Data Comparability, Norms, and Adjusting for New State Standards

The Efficient Way to Inform Educational DecisionsEarlier this year, I wrote a blog on the importance of data comparability in today’s assessment environment. With the passage of the Every Student Succeeds Act (ESSA), many states are likely to be changing their summative assessment.  This shift follows several years of changing standards and tests.  All this activity highlights the role of data comparability in making sense of student achievement over time.

The changing assessments make it difficult to answer these questions with any degree of confidence:

  • Are my students progressing toward their learning goals?
  • How are my students performing compared to how they were performing at this time last year?
  • How are my students performing compared to their peers?
  • Are my students showing optimal growth?
  • How does my students’ growth compare to the growth of their peers?

At the most basic level, answering these questions requires the ability to compare a student’s scores over time. That is, the scores must be comparable both vertically and longitudinally—across the scale and over time.  Answering some of these questions involves comparing a student’s performance to that of other students who share certain demographic similarities, such as grade level. To accomplish this, assessment providers create norms that represent the aggregate responses of a representative group of students.

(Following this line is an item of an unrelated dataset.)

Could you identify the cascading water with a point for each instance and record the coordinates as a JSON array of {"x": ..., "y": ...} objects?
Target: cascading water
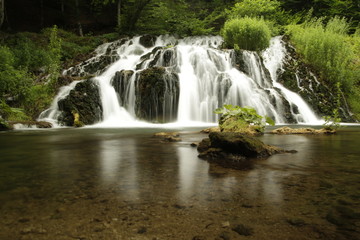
[{"x": 185, "y": 80}]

Fortunately, MAP® and MAP for Primary Grades® (MPG®) provide the comparability across the scale and over time that allow for meaningful estimates of student progress.  And NWEA norms allow for meaningful comparisons across students through status and growth in percentiles. Educators can use our norms to compare the performance of individual students or a class to that of the national sample. This comparative analysis provides one kind of data point that helps educators understand student performance in a larger context.  A full discussion of our norms and use cases is here.

We also carefully construct MAP norms to be independent of any specific state test. Most tests would need to have new norms calculated when the test is redesigned, or realigned, because norms are tied to answers to an existing test. Because we score MAP using Item Response Theory (IRT), however, and because we calibrate test items to a stable scale, MAP doesn’t require new norms when alignments are created to new standards. Educators who use MAP always have important contexts for data interpretation and evaluation.

MAP tests are based on pools of items that span RIT (for Rasch Unit) ranges and goal areas and are aligned to standards in the sense they only cover content in the standards. The only effect a new set of standards has on items is a redefining of the scope and contents of the item pool. To the degree that new standards add or subtract content from previous standards, the items in the pool “aligned” to the new standards will differ. In any psychometric sense, any two MAP pools are equivalent and yield the same results, as would two different yard sticks if one were plastic and the other wood. This equivalence means we don’t need to create new norms. Educators can compare student scores even when standards (and thus MAP tests) change. Then even when a student moves and takes MAP in a different state, growth trends persist.

Because our RIT scale has decades of stability, we can provide comparable growth and status data across 30 years and across all 50 states. This level of comparability and stability permits educators to use NWEA assessments as a bridge between prior and current standards. Even as data from old and new assessments become useless for longitudinal analysis, MAP and MPG constitute a consistent measuring device. States and the assessment consortia creating state tests aren’t making an attempt to create comparability between the old tests and new tests, and to do so would be futile. Accordingly, educators and the public must rely on a third party to create the unbroken data stream that will identify whether— and how—the implementation of higher standards, revised curricula, and new assessments is changing student performance.

Overall, data comparability lets teachers, administrators, parents, and students make important connections, recognize growth patterns and trends, develop achievable growth projections, and compare groups of students. Maintaining assessment data so that it can be compared vertically, horizontally, and longitudinally is one of the challenges that comes with such a data-rich culture, as well as changing assessment and state standards landscapes.